Saving Money Tip #63 - Don't Beat Yourself Up Over Past Mistakes. Many people in this country are carrying around debt - credit card debt, school loans, car loans, etc. Other people don't have debt but but are living paycheck to paycheck to support a high-expense lifestyle. Still others have no savings accounts - no emergency account, no retirement account, and no savings for a particular item account.
Then one day some of these people start reading some personal finance blogs and they see that there are others out there who are not in debt, who don't live paycheck to paycheck, and who have savings for emergencies, retirement, kids' educations, etc. And all of a sudden a lightbulb goes off in some of their heads and they say, "I want that kind of lifestyle" And they start to live on less than they earn, and they start to pay off debt, and they start to save for emergencies or a house or their children's college.
But as the excitement of this new "getting out of debt, putting away some money, and living on less than you earn lifestyle" wears off, it's easy to get frustrated. And they read more on others' personal finance blogs about how this person started saving when she was 20 or how a couple just bought a house with 50% down or that they already have $200,000 saved for retirement. And the person who is still paying off her debt and hasn't started her savings yet, metaphorically kicks herself for not having started saving earlier or for buying all of those foolish expensive shoes when she was younger. Or sometimes she compares herself to those who have been successful savers their whole lives and she may feel some resentment or jealously that she is not in that place, too.

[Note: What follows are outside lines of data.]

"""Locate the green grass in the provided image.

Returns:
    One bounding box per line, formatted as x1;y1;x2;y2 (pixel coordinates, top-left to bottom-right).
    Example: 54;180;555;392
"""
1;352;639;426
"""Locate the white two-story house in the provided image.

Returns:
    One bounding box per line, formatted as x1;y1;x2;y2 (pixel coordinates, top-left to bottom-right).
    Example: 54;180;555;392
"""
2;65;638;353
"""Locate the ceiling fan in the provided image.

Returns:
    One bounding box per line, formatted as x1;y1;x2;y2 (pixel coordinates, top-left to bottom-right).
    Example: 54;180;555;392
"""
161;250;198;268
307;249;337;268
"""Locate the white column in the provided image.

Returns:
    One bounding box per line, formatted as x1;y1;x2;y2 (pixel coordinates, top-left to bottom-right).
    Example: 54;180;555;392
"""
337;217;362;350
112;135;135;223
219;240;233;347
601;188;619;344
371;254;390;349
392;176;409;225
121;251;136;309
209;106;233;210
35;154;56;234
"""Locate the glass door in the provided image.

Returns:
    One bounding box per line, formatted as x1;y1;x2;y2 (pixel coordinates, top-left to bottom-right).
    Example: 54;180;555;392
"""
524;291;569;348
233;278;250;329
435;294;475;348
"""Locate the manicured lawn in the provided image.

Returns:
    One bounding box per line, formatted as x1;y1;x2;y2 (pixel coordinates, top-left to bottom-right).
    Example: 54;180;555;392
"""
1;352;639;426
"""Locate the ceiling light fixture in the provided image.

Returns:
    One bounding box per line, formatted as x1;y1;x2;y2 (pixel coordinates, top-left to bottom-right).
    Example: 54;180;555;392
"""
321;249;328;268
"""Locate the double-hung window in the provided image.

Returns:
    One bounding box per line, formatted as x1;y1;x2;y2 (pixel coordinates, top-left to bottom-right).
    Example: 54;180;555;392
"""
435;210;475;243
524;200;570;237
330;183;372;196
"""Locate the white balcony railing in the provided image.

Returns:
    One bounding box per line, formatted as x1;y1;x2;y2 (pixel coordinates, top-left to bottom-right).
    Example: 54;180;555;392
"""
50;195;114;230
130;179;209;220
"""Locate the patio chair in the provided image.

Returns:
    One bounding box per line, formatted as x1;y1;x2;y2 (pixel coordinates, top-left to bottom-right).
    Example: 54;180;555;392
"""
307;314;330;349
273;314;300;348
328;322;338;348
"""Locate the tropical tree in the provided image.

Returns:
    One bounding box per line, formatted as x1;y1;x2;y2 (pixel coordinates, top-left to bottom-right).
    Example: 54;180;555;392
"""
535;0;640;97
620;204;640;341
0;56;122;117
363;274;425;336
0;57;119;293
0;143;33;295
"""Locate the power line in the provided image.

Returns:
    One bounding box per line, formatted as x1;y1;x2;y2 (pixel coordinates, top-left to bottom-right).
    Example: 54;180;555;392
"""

Don't fall into this trap of frustration or of beating yourself up for not starting a savings plan earlier or for past mistakes you might have made. Everyone is in a different place in this financial journey. And each of us did not get the same start. Yes, it's better to start a savings plan when you are 20 than when you are 40. Yes, it's better to have never gotten yourself into debt in the first place. And yes you may have not made the smartest choices in your buying habits. But I'll bet that most of you are in the place you are in now because you were never taught how to save money. And the important thing is that you are changing because you now learned how to do it.
Many of you are only in your late 20s, or your 30s or 40s. And that is still young enough for a financial turnaround. So while there may be some backpedaling to savings while you pay off your debts, you are still in a good place. You are still young enough to have the lifestyle and financial freedom that you want. There is no reason to feel bad about your situation or to look at your past lifestyle and fret over it. It is done. Over. Kaput. You do the best you can today with whatever position you are in. We all have a starting point. And this is yours. And when you get to the point where you are out of debt and are living on less than you earn, and have savings put away, you will be that much more knowledgeable than those who never had to overcome any obstacles. You will have learned from your mistakes and become stronger in your commitment to saving. Then can take the financial lessons that you have now learned and pass them on to your children, so they can start out their financial journeys on the right foot.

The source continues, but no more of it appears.